Attendu, selon l'arrêt attaqué (Angers, 26 juin 2012), que M. X..., alors salarié de la société Deville (l'employeur), a déclaré, le 26 janvier 2008, une hypoacousie bilatérale qui a été prise en charge par la caisse primaire d'assurance maladie d'Angers, devenue caisse primaire d'assurance maladie de Maine-et-Loire (la caisse), au titre du tableau n° 42 des maladies professionnelles ; que, contestant l'opposabilité à son égard de cette décision, l'employeur a formé un recours devant une juridiction de sécurité sociale ;

Attendu que la caisse fait grief à l'arrêt d'accueillir ce recours, alors, selon le moyen, que la caisse est seulement tenue, en cas de maladie professionnelle, de mettre à la disposition de l'employeur le dossier constitué par ses services administratifs, tel qu'il est prévu à l'article R. 441-13 du code la sécurité sociale ; que « l'audiométrie diagnostique », visée par le tableau n°42 des maladies professionnelles, est un élément du diagnostic et n'est pas au nombre des pièces devant figurer au dossier, en application du texte susvisé ; qu'en décidant le contraire, pour retenir que la caisse primaire avait commis une faute en ne mettant pas à la disposition de l'employeur «l'audiométrie diagnostique » prévue par le tableau n°42, les juges du fond ont violé l'article R. 441-13 du code de la sécurité sociale, ensemble le principe du contradictoire ;

Mais attendu que lors de l'instruction d'une demande de reconnaissance du caractère professionnel de l'affection désignée au tableau n° 42 des maladies professionnelles, le dossier constitué par les services administratifs de la caisse en application de l'article R. 441-13 du code de la sécurité sociale, dont l'employeur peut demander la communication, doit comprendre les audiogrammes obtenus lors des audiométries qui doivent être réalisées dans les conditions et délais fixés par ce tableau ;

Et attendu que l'arrêt retient que la caisse reconnaît qu'elle n'a pas inclus l'audiogramme du salarié dans les pièces consultées par l'employeur à l'issue de l'instruction ;

Que la cour d'appel en a déduit à bon droit que la décision de prise en charge était inopposable à l'employeur ;

D'où il suit que le moyen n'est pas fondé ;

PAR CES MOTIFS :

REJETTE le pourvoi ;

Condamne la caisse primaire d'assurance maladie de Maine-et-Loire aux dépens ;

Vu l'article 700 du code de procédure civile, rejette la demande de la caisse primaire d'assurance maladie de Maine-et-Loire et la condamne à payer à la société Deville la somme de 3 000 euros ;

Ainsi fait et jugé par la Cour de cassation, deuxième chambre civile, et prononcé par le président en son audience publique du dix octobre deux mille treize.

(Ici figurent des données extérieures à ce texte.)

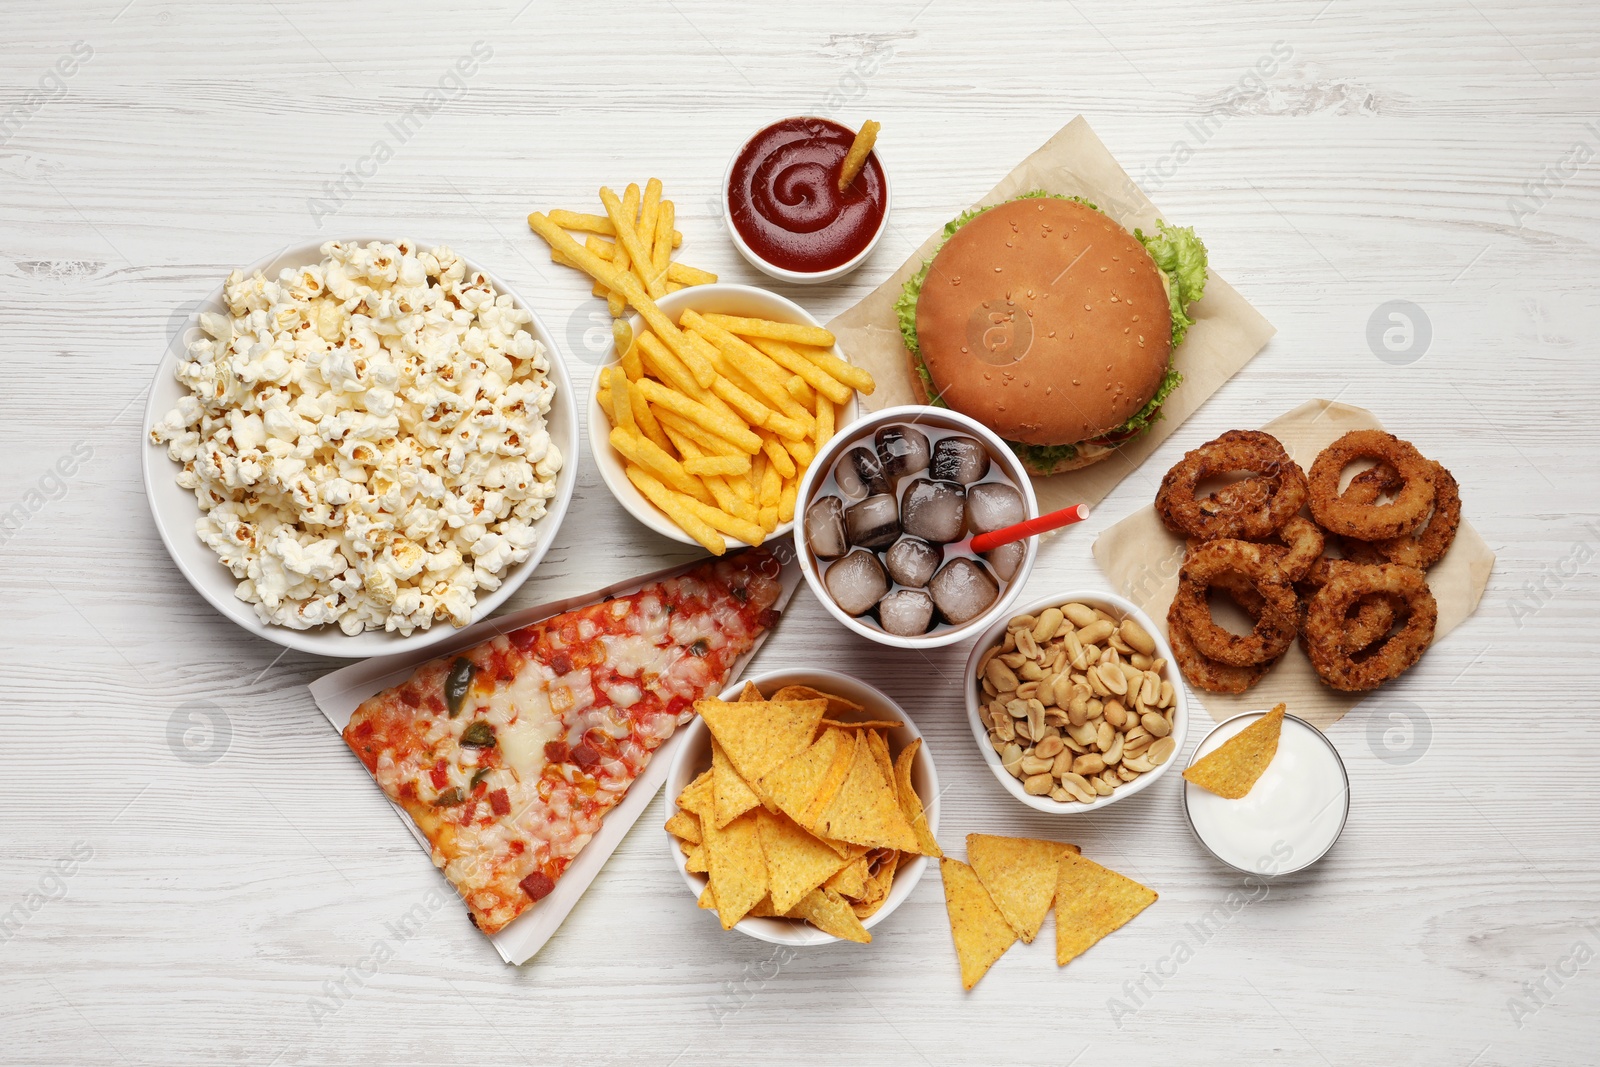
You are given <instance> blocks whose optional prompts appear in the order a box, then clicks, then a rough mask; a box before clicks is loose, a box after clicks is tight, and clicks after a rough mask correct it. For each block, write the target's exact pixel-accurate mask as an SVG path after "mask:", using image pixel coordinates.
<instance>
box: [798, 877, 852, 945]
mask: <svg viewBox="0 0 1600 1067" xmlns="http://www.w3.org/2000/svg"><path fill="white" fill-rule="evenodd" d="M789 917H790V918H803V920H805V921H808V923H811V925H813V926H816V928H818V929H821V931H822V933H824V934H834V936H835V937H843V939H845V941H856V942H861V944H870V941H872V934H869V933H867V928H866V926H862V925H861V920H859V918H856V913H854V912H853V910H851V909H850V904H848V902H846V901H845V897H842V896H838V894H837V893H829V891H827V889H811V891H810V893H806V894H805V897H802V901H800V902H798V904H795V905H794V907H792V909H789Z"/></svg>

MOYEN ANNEXE au présent arrêt

Moyen produit par Me Foussard, avocat aux Conseils, pour la CPAM de Maine-et-Loire

L'arrêt attaqué encourt la censure ;

EN CE QU'il a déclaré inopposable à la société DEVILLE la décision de la CPAM DE MAINE ET LOIRE décidant de prendre en charge l'affection de Monsieur X... au titre du tableau n°42 ;

AUX MOTIFS PROPRES QUE « l'article R.441-11 du code de la sécurité sociale, dans sa rédaction en vigueur à l'époque du jugement querellé, disposait : "Hors les cas de reconnaissance implicite, et en l'absence de réserves de l'employeur, la caisse primaire assure l'information de la victime, de ses ayants droit et de l'employeur, préalablement à sa décision (de reconnaissance ou pas du caractère professionnel de l'accident ou de la maladie), sur la procédure d'instruction et sur les points susceptibles de leur faire grief" ; qu'il résulte de cet article que la caisse primaire d'assurance maladie, avant de se prononcer sur le caractère professionnel de l'accident ou de la maladie, doit informer l'employeur de la fin de la procédure d'instruction, des éléments recueillis susceptibles de lui faire grief, de la possibilité de consulter le dossier et de la date à laquelle elle prévoit de prendre sa décision ; que la caisse primaire d'assurance maladie de Maine et Loire (la Caisse), venant aux droits de la caisse primaire d'assurance maladie d'Angers, admet qu'elle n'a pas inclus dans les pièces soumises à la consultation de la société Deviile, à l'issue de l'instruction menée, l'audiogramme qu'a effectué M. X... le 21 décembre 2007 auprès du docteur Y..., pièce qui a servi de support dans la prise en charge de la maladie de M. X... dans le cadre du tableau n°42 des maladies professionnelles ; qu'elle oppose, qu'en tant qu'élément de diagnostic, ce document n'avait pas à figurer dans le dossier ; que l'article L.461-1 du code de la sécurité sociale dispose : "...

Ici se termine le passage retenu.